I guess it just means that somewhere along the way I really did become a mom. A real mom. The kind that will cry as she gets into the car the first time she leaves her babies in the uber capable hands of their dad and nanny and boards a plan where for 36 hours she is a 1 hour and 5 minute plane flight away from every little noise they might make.

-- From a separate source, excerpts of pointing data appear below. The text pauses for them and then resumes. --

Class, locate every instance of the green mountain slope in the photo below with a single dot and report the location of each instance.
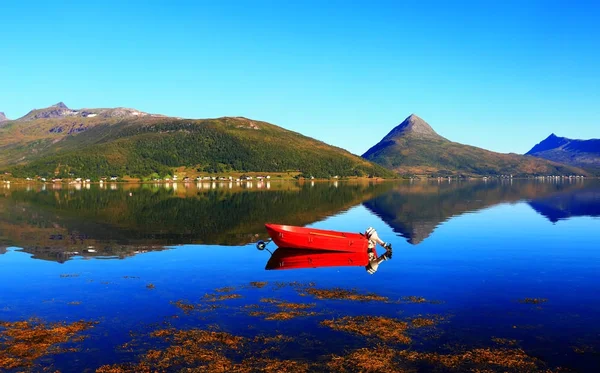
(413, 147)
(58, 141)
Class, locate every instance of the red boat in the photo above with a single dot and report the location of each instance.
(316, 239)
(284, 258)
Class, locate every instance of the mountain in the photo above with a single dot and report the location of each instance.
(61, 110)
(413, 147)
(89, 143)
(580, 153)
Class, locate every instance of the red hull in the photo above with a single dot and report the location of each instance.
(316, 239)
(298, 258)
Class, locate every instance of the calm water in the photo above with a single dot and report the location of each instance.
(122, 254)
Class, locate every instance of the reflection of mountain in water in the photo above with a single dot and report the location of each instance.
(569, 204)
(414, 210)
(54, 224)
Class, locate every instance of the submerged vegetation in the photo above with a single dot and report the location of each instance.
(380, 343)
(24, 342)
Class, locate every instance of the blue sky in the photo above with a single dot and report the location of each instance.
(501, 75)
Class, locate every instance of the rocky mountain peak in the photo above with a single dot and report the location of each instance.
(413, 126)
(551, 142)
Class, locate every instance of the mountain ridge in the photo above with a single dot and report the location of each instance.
(414, 148)
(575, 152)
(59, 142)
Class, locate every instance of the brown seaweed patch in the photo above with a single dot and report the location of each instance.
(287, 310)
(288, 315)
(258, 284)
(226, 289)
(345, 294)
(219, 297)
(532, 300)
(505, 341)
(288, 305)
(280, 338)
(478, 360)
(23, 342)
(267, 365)
(416, 300)
(201, 350)
(185, 307)
(379, 359)
(420, 322)
(384, 328)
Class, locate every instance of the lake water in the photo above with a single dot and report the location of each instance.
(497, 275)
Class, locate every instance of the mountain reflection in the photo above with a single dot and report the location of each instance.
(414, 210)
(56, 222)
(561, 206)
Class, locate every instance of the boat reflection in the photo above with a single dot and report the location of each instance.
(286, 258)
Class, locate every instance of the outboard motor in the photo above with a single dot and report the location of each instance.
(374, 261)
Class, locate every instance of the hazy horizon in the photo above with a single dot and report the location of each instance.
(497, 76)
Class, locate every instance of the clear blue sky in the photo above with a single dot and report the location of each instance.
(501, 75)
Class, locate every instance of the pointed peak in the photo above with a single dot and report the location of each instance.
(550, 142)
(414, 126)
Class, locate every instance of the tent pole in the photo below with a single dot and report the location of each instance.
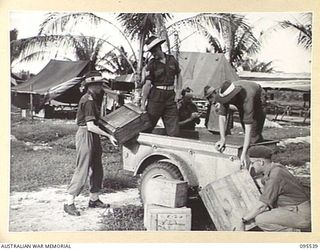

Its not like I left little weak premies. Karsen weighed in at the 75th percentile at 14 lbs and 5 oz. With Kennedy at 50th at 13 lbs and 3 oz. Certainly I don't need to prove Kayla's health or independent capability as she moves into 5t-6t clothes and stands a head taller than most of her same age friends. *Not that she always loves on those friends: Evan got bit the other day for hitting her on the playground at school -- which her dad declared good self defense and evan used as solid debate material to prep for his white house run by arguing that he was in the lesser of the wrongs -- but alas, rather than spend my fleeting moments here in DC obsessing about the new boss I have or the mounting inbox or what I am going to wear to the very awesome opportunity for a girls dinner out tonight that I get to sneak in, I am just passing time until I can call home again and not look like a stalker.